The times Gregory had healed me, he’d kissed me, so that was my procedure. Whatever. It worked, and it freaked out my patients—especially when I added some tongue into the mix.
>
It didn’t freak out this elf. She was so far gone that the experience was like kissing a cold, long-dead corpse. I poured my energy into her, feeling her body shift and her skin warm. By the time I was done, I was exhausted, and the elf was still unconscious.
“Sam, we can’t have her sleep outside like this.” Nyalla’s voice had a hint of a tremble to it, and I knew how difficult it had been for her to say such a thing.
“Where do you want to put her?” I wasn’t about to propose somewhere. It was better to let Nyalla decide what level of elf-contact she was comfortable with.
She bit her lip, wiping her hands on her pants. “My room. I’ll take the couch until she’s better.”
She’d better be fully healed in the next few days, because I wanted this elf on the speed train to Elf Island with the rest of them.
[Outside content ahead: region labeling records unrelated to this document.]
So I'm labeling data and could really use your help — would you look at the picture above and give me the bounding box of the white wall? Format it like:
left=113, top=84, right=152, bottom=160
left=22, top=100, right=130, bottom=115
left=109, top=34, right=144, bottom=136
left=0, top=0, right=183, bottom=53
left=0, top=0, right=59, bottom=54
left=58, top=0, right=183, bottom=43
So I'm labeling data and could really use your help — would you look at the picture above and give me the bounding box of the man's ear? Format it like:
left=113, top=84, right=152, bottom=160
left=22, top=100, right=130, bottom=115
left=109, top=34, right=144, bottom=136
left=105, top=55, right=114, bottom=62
No way was I putting up with yet another long-term guest. Bob was enough of a bother, and he was sleeping in the stables right now.
“My room,” I told Nyalla. “I’ll be the one taking the couch. Do you think you can help me get her up there?”
She bobbed her head and between us we managed to carry Lysile up the stairs and into my bed. Once downstairs, I realized our dilemma. “You know her son is out there camping, worried sick that she’s dead. He’ll want to see her. It’s possible that the other elves will want to see her too.”
Nyalla took a deep breath. “One at a time. Only one in the house at a time.”
I hugged her. Because that was one more elf than she’d been able to tolerate a few days ago.
Chapter 20
What do you mean it’s not ready yet?” I was at the end of my rope with these elves. It’s not like I could put together a shielded island with Grigori tutors and the means for sustaining life on my own, let alone in a few days. But Gregory…I’d expected him to pull this rabbit out of a hat with no effort at all, and I was frustrated that it wasn’t happening as fast as I’d wanted.